The burden of proof was of course on the complainant to establish her charges of fraud, or one of them. Conceding, for the argument, that she failed to convincingly establish fraud in the execution of the deed, and that she had not the possession of the land at the time her bill was filed, we are clear in the conclusion that she was intentionally deceived by the respondent as to the mortgage incumbrance on his own property, offered to her in exchange for the lot she conveyed to him, and that this deception as to the nature and value of the consideration that induced her conveyance entitled her to a rescission of the contract of exchange, under the general prayer of the bill, and, incidentally, to the other relief specially prayed.

In his answer the respondent sets up, as an estoppel against complainant's right to relief, the facts that he delivered his deed to her, that she accepted it, and that thereafter, by reason of her failure to pay the mortgage debt — he believing that she had undertaken to do so — his property was lost by the foreclosure of the mortgage and the lapse of the redemption period.

However, the undisputed evidence is that complainant did not accept respondent's deed, but promptly rejected it, refused to go on with the deal, and never asserted any claim to the property it purported to convey or exercised any ownership over it in any way. This rejection and refusal were made known to Davis, who was respondent's agent for the purpose of delivering the deed; and notice thereof to Davis was notice to respondent, as a matter of law. The asserted estoppel was therefore properly denied.

On the allegations of the bill, there was no occasion for an offer to do equity by complainant. It is insisted, however, that upon the filing of respondent's answer, asserting his payment of "a large part" of the municipal assessments that had accrued on complainant's lot, it was incumbent on her to amend her bill by adding thereto an offer to do equity in the premises. The answer does not aver that these payments were made before the filing of the bill of complaint. But, conceding the merit of respondent's contention, he failed to incorporate in his answer, before final submission, a demurrer pointing out that defect in the bill, if such it was, thereby waiving the defect. Hyman v. Langston, *209 210 Ala. 509, 511, 98 So. 564. And, furthermore, the decree of the court gave to respondent the full benefit of his asserted equity by requiring complainant to pay into court for him the full amount of his payments, and complainant has submitted to that decree. Hence respondent has nothing to complain of in that respect.

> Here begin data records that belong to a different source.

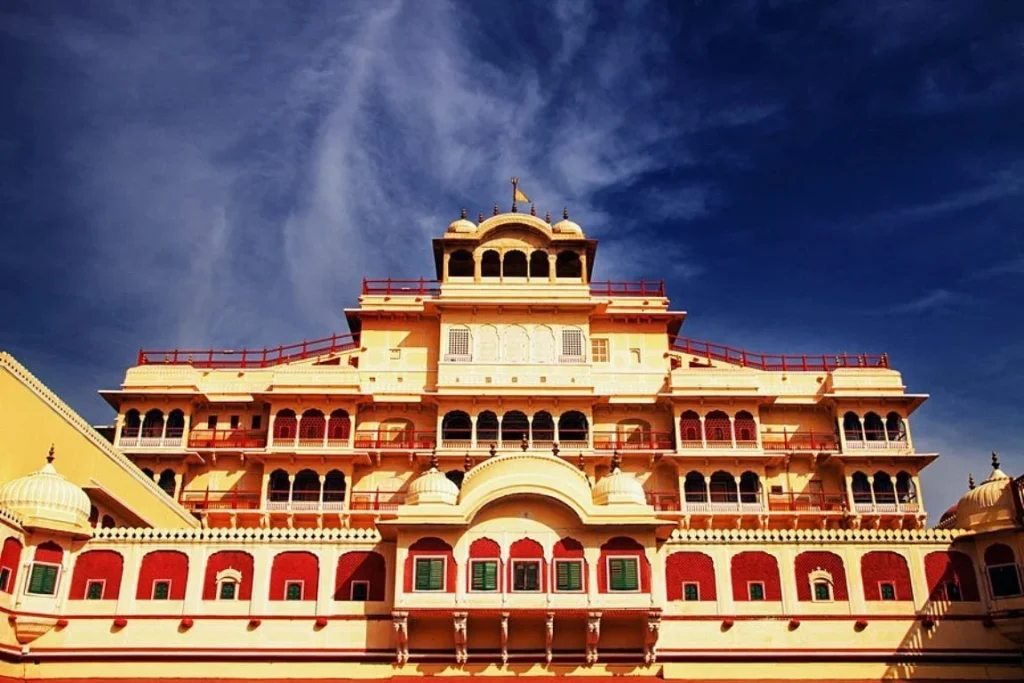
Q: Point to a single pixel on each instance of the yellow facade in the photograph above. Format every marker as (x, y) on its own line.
(513, 470)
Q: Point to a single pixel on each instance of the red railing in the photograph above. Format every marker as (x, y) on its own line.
(799, 440)
(817, 502)
(220, 500)
(390, 287)
(776, 361)
(397, 439)
(376, 501)
(265, 357)
(642, 288)
(226, 438)
(639, 440)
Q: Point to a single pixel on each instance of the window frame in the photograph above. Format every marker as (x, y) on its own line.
(351, 590)
(607, 567)
(498, 573)
(153, 589)
(302, 590)
(416, 564)
(554, 574)
(89, 583)
(540, 569)
(56, 578)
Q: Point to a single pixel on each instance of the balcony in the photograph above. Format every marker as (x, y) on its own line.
(226, 438)
(397, 440)
(151, 437)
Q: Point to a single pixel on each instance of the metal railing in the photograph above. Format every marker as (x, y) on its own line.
(264, 357)
(776, 361)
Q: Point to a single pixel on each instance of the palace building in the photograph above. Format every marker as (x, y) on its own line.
(506, 470)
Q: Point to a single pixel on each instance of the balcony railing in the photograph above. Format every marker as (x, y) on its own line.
(265, 357)
(816, 502)
(640, 289)
(638, 440)
(799, 440)
(395, 439)
(227, 438)
(421, 287)
(220, 500)
(776, 361)
(151, 437)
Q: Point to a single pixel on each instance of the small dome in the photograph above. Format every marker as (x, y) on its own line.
(989, 506)
(462, 225)
(566, 226)
(47, 500)
(619, 488)
(432, 486)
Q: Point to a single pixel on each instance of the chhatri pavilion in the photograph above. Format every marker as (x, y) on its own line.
(506, 470)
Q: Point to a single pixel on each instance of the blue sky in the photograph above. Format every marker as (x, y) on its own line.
(808, 176)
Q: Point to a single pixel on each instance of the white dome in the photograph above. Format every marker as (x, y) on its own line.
(47, 500)
(989, 506)
(617, 488)
(432, 486)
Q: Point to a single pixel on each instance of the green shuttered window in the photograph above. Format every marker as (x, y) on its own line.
(484, 575)
(568, 575)
(43, 580)
(430, 573)
(624, 573)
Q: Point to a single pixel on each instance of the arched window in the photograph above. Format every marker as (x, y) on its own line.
(338, 428)
(175, 424)
(278, 492)
(486, 428)
(718, 430)
(544, 427)
(305, 488)
(567, 264)
(689, 429)
(312, 426)
(885, 493)
(543, 344)
(873, 429)
(456, 477)
(1004, 574)
(747, 430)
(334, 489)
(750, 487)
(285, 427)
(572, 428)
(861, 488)
(723, 487)
(539, 266)
(515, 264)
(456, 426)
(905, 489)
(895, 427)
(167, 482)
(851, 427)
(515, 427)
(461, 264)
(693, 487)
(153, 425)
(515, 344)
(491, 264)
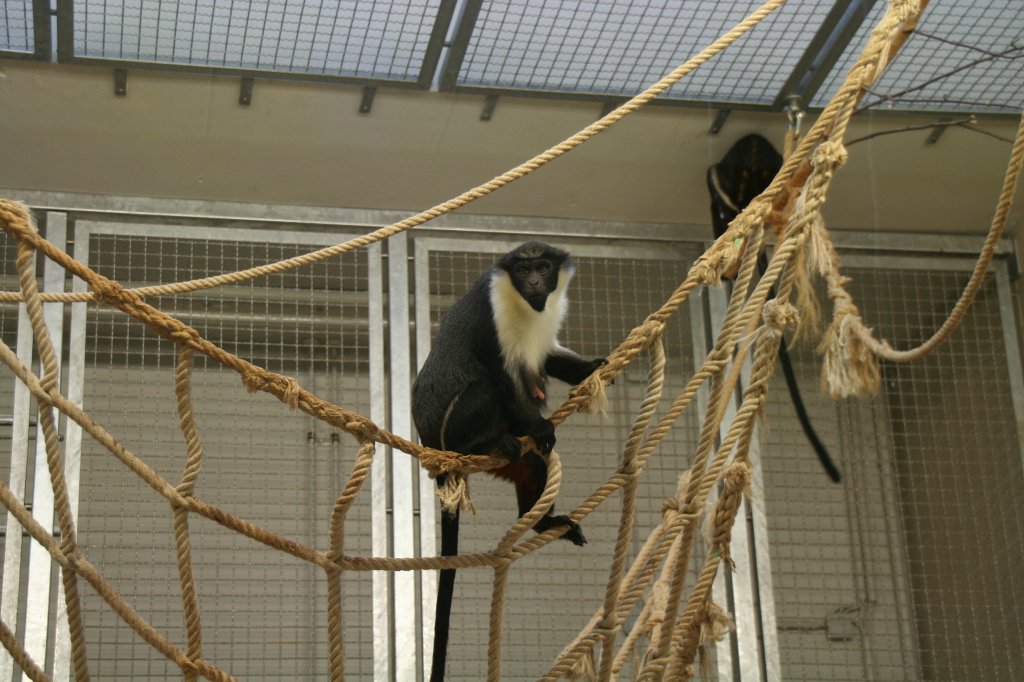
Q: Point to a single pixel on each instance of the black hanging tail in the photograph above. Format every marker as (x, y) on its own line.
(743, 173)
(445, 591)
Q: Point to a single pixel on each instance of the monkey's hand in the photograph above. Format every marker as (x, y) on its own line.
(573, 535)
(543, 433)
(510, 448)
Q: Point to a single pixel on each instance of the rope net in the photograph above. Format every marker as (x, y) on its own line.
(673, 627)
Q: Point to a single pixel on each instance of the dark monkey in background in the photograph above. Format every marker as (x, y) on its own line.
(745, 170)
(484, 383)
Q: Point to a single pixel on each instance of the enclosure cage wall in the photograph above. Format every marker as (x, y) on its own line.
(909, 569)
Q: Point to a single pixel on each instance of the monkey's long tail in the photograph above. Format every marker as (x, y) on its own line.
(798, 400)
(445, 591)
(805, 420)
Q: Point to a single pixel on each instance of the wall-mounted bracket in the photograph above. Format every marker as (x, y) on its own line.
(367, 104)
(246, 93)
(720, 118)
(488, 108)
(121, 82)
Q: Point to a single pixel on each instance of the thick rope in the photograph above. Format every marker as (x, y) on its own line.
(194, 448)
(793, 201)
(54, 460)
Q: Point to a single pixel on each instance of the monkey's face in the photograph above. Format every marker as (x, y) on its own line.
(535, 279)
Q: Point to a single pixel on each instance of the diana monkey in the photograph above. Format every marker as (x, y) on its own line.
(744, 172)
(484, 384)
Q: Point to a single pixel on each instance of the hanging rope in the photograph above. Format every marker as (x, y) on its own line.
(674, 628)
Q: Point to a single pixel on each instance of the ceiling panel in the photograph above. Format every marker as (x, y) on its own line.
(614, 47)
(948, 64)
(372, 40)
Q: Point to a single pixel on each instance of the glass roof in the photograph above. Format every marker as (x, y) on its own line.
(383, 40)
(967, 56)
(949, 64)
(619, 48)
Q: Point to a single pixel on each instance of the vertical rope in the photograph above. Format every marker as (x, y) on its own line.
(54, 460)
(629, 468)
(364, 461)
(182, 541)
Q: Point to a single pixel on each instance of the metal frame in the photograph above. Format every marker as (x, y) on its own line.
(754, 653)
(442, 60)
(40, 33)
(823, 51)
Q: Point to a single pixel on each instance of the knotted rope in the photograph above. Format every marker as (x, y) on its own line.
(676, 628)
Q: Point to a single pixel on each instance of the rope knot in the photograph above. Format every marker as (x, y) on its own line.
(904, 9)
(455, 495)
(829, 156)
(107, 291)
(779, 315)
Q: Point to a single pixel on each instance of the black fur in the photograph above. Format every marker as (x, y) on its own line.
(467, 398)
(745, 170)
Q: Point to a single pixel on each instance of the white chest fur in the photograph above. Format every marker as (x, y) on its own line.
(526, 337)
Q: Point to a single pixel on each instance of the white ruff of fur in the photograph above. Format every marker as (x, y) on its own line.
(526, 337)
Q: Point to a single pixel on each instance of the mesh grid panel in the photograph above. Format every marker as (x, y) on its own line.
(911, 568)
(16, 27)
(981, 27)
(621, 47)
(553, 593)
(263, 612)
(384, 40)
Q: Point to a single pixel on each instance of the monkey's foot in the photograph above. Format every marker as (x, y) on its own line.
(573, 535)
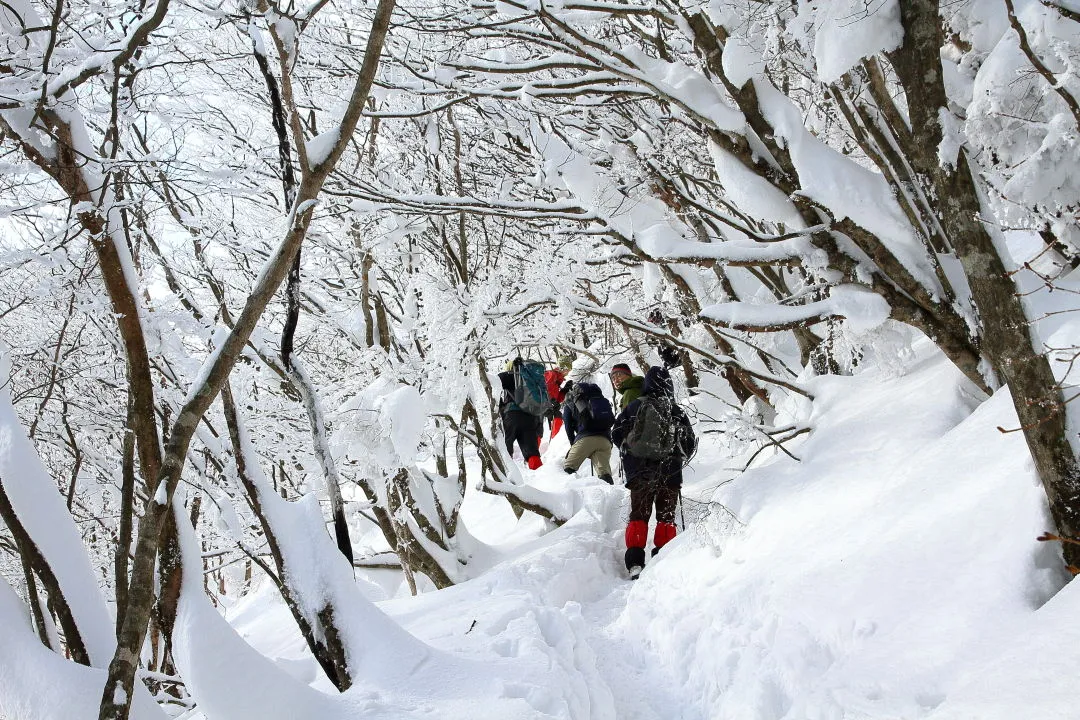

It was the province of the court having jurisdiction of the cause to do full equity between the parties, and that part of the decree ordering respondent to execute a quitclaim deed to complainant conveying to her such interest in her lot as he acquired by purchase from the city of Birmingham, on account of defaulted municipal assessments, that being germane and incidental to the main relief decreed, was proper.

The statute (Code 1923, § 6524), provides that "if real estate be the subject-matter of the suit" it may be brought "in the county where the same, or a material portion thereof is situated." This suit was therefore properly brought in Jefferson county, where the land involved is situated. City Loan, etc., Co. v. Poole, 149 Ala. 164, 43 So. 13. But, in any case, the question of venue, to be available, must be raised seasonably by plea in the trial court, and it was not so raised in this case. White v. White, 206 Ala. 231, 89 So. 579.

Other objections are made to the decree, but they are so manifestly without merit as to justify pretermission of special notice.

We find no error calling for correction, and the decree will accordingly be affirmed.

Affirmed.

ANDERSON, C. J., and THOMAS, and BOULDIN, JJ., concur.